Understandably, Senate Minority Leader Mitch McConnell wants to play nice. He wants to give Mr. Manchin and Sen. Kyrsten Sinema, Arizona Democrat, as much political room as possible so they can pare down the $3.5 trillion reconciliation to something slightly less gargantuan.

But what if he and the other Republicans prepared to vote for this deeply flawed legislation have misread the field? What if humoring Mr. Manchin and Ms. Sinema winds up costing taxpayers $1.2 trillion and the Democrats turn around and only shrink the reconciliation a measly few hundred billion dollars?

What then?

The Republican negotiators of this legislation have already been wrong about whether new revenues offset the new spending. They were careless enough to announce a deal before text had even been drafted, let alone shared with other senators. They were indifferent enough to the Senate process and regular order to allow the legislation to proceed without committee hearings, without mark-ups, without meaningful debate.

They managed to leave the Keystone XL pipeline by the wayside.

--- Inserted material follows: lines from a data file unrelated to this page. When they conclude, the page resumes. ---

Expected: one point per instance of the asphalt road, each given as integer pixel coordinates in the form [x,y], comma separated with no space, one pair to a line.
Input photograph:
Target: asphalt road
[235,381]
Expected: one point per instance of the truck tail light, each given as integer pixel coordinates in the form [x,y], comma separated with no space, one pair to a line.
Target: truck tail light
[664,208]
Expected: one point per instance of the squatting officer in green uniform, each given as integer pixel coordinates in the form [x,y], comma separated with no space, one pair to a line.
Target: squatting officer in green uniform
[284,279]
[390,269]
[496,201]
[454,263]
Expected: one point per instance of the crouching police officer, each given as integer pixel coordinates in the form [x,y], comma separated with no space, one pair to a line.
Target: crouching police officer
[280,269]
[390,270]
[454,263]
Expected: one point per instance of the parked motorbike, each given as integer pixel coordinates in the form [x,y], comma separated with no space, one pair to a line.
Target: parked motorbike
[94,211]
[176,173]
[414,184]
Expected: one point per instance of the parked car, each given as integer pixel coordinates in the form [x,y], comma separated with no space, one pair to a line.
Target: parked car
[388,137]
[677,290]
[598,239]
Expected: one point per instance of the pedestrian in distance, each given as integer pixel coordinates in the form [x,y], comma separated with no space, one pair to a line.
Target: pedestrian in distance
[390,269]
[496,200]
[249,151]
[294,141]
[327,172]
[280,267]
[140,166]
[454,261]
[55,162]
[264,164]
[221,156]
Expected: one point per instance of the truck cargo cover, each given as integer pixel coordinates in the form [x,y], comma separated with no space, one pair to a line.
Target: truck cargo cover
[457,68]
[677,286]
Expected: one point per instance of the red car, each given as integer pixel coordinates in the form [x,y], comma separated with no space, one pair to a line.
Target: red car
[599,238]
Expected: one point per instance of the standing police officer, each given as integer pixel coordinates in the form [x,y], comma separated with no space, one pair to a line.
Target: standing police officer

They failed to get construction of the border wall included, despite the current crisis at our southern border.

It is also understandable that the Republican negotiators are eager to prove that the Senate can still “do something.” Unfortunately, the “something” they are contemplating is a gateway to higher taxes (including energy taxes and taxes on how many miles you drive), higher spending, and a dramatic and substantial transfer of power and authority from states and localities to the federal government.

For the senators who vote for the legislation, the risk is minimal; in most instances, they are insulated by wealth and power from the consequences of this mistake. The rest of us have to live with them.

Once again, and hopefully for the last time, no one should vote for this dumpster fire.

• Michael McKenna, a columnist for The Washington Times, is the president of MWR Strategies. He was most recently a deputy assistant to President Trump and deputy director of the Office of Legislative Affairs at the White House.